Jeffrey Trupp, on the call, said they were an SSI recipient, severely disabled, and had been “promised hotel placement in November, now I am told February. Only 3% of the population is homeless, and 85% of us want jobs, but don’t get in because of discrimination. Even though 13% of the general population is Black, 40% of the unhoused are. This has everything to do with privilege.
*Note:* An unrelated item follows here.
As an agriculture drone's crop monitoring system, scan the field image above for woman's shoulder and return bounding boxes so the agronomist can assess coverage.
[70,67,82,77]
Don’t punish people for being poor.”
“I’ve heard so many people here tonight say, ‘I’m compassionate, but..’ saying you are compassionate doesn’t mean anything.” Maggie Clarke spoke from the podium, “[An anti-camping ordinance] is costly, it’s probably un-constitutional, it’s failed in city after city… Compassionate people act in compassionate ways.”
The city’s press release noted that “According to the 2022 Greater Los Angeles Homeless Count, an estimated 350 people experience homelessness in the community.” This a huge difference from the approximately 40 people counted as living in tents on public property.
The council concluded by directing staff to come back with an ordinance modeled on the current law in the City of Santa Monica: that ordinance has been updated and changed by Santa Monica several times since its initial adoption. The model legislation also supports designated camping areas in Santa Monica.
There is still the question of what the city’s policy will be towards the unhoused as it awaits the new law.
Consideration of the draft Ordinance is tentatively scheduled for January 23, 2023.